Chacun sait qu’il est difficile de distinguer dans les opérations de négoce bancaire (trading), les activités réellement pour compte propre de celles de teneur de marché (market making)
Il n’est déjà pas facile de distinguer d’une façon vulgaire la borne qui limite l’activité et le développement de la spéculation.  Même critique pour distinguer les opérations « liées à l’emploi et à l’investissement » qui fleure bon la naïveté des années 30. Cela suffit-il a rassurer l’opinion ?
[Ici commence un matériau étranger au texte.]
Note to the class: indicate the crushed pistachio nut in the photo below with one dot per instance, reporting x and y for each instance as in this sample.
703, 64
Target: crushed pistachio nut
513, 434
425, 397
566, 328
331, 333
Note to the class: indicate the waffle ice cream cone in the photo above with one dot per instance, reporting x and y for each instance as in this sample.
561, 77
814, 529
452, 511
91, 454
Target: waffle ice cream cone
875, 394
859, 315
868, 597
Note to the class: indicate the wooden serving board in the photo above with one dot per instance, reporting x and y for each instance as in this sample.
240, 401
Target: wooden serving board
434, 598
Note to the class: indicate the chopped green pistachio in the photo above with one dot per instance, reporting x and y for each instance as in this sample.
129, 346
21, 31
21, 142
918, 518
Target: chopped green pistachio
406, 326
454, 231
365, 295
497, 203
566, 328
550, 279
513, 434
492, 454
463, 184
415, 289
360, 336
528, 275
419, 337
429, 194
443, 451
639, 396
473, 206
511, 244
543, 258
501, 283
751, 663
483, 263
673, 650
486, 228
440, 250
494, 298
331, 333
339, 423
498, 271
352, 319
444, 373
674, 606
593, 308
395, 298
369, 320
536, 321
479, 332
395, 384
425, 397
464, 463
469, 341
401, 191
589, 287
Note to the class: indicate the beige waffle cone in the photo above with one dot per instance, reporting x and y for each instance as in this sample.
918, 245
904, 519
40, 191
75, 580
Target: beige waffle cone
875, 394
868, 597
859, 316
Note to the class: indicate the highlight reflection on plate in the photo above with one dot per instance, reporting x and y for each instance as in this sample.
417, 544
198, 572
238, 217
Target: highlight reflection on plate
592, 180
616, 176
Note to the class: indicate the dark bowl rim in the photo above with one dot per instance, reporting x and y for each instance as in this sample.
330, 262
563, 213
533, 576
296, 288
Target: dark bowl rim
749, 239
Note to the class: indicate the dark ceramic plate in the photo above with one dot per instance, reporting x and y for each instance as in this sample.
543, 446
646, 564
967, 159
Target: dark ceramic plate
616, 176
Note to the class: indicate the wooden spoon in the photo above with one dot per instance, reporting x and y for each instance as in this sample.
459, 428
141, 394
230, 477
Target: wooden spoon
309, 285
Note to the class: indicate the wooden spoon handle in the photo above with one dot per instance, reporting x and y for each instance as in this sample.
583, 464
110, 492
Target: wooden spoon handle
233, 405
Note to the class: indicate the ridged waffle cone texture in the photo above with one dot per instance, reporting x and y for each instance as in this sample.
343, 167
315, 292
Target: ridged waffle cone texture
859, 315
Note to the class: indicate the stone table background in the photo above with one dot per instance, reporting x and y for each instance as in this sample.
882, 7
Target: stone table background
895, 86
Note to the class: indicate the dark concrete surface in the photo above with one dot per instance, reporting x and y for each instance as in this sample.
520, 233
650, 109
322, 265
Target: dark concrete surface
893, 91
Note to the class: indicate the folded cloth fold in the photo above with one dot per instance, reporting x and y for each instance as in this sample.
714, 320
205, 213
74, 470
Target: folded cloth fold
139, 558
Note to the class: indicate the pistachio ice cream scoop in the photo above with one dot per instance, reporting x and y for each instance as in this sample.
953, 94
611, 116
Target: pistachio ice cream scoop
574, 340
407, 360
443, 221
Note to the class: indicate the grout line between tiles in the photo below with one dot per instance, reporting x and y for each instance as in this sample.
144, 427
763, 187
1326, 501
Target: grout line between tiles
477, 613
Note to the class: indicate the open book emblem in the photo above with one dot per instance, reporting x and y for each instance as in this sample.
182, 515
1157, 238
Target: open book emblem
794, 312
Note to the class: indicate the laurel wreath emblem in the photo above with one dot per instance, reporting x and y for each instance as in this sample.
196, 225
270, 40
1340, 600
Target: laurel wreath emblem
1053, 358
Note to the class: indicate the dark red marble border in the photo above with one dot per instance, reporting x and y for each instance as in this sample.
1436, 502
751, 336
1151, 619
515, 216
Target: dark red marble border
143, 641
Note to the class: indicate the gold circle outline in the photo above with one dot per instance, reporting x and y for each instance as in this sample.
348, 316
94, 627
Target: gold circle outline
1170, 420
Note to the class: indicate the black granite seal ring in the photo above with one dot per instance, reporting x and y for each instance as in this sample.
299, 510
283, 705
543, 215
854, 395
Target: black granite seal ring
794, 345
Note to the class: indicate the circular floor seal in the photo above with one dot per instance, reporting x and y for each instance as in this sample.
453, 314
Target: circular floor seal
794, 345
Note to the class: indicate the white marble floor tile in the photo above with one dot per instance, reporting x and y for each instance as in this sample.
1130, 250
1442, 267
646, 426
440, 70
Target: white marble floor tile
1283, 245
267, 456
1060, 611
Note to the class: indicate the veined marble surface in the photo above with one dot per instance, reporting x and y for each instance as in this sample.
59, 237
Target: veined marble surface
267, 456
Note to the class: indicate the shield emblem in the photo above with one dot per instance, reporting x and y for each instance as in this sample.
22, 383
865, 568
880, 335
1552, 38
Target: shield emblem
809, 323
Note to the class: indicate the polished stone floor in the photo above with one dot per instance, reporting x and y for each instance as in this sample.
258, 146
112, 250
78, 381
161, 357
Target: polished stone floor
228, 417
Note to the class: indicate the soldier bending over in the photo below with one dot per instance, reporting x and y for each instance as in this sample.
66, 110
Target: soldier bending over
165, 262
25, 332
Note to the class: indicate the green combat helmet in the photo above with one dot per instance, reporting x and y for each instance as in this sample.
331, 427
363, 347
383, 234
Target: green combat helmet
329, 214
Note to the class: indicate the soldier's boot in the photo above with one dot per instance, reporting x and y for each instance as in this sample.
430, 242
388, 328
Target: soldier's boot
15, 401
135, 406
Il est à craindre que l’on invente des usines à gaz très techniques et politiques pour cerner leurs domaines  respectifs, en définitive pour peu de choses.
 
« Tant qu’on autorise le processus de création monétaire inhérent à la banque commerciale au sein de la banque d’investissement, cela a pour conséquence de drainer des quantités importantes de monnaie nouvelle vers des activités spéculatives et de créer des bulles financières » souligne Thierry Philiponnat de Finance Watch à Reuters. On ne peut qu’approuver, mais il faut souligner que l’on ne cherche ici qu’à limiter les risques systémiques qu’engendre le processus de création monétaire par les banques secondaires. En aucun cas, on ne cherche à les supprimer. En effet, la suppression de ce risque exigerait que l’Etat (ou son institut d’émission) soit le seul agent financier autorisé à créer de la monnaie, ce qui suppose de couvrir tous les dépôts bancaires à vue par des encaisses en monnaie centrale et les crédits par des épargnes de terme aussi long.
 
Le processus de création monétaire par des banques secondaires, émetteurs privés, présente, rappelons-le, bien d’autres risques sociaux que les meilleures mesures prudentielles ne pourront jamais réduire :
-risque de surproduction monétaire et son jus d’inflation,
- risque de contraction monétaire et son cortège de sous-emploi,
- risque de distorsion des taux d’intérêt  et sa  vision à court terme, son flux d’emplois précaires, son absence d’investissement industriel et à long terme,
- risque d’appauvrissement de la collectivité publique au profit d’oligopoles privés et leurs faiseurs d’opinions aux ordres, etc.
A l’inverse, le retour de ce processus à l’Etat permettrait de maîtriser le volume monétaire, de faire contrôler démocratiquement la politique monétaire, de rendre à la collectivité les gains provenant de cette création. Nationaliser la monnaie permet de rendre le crédit social.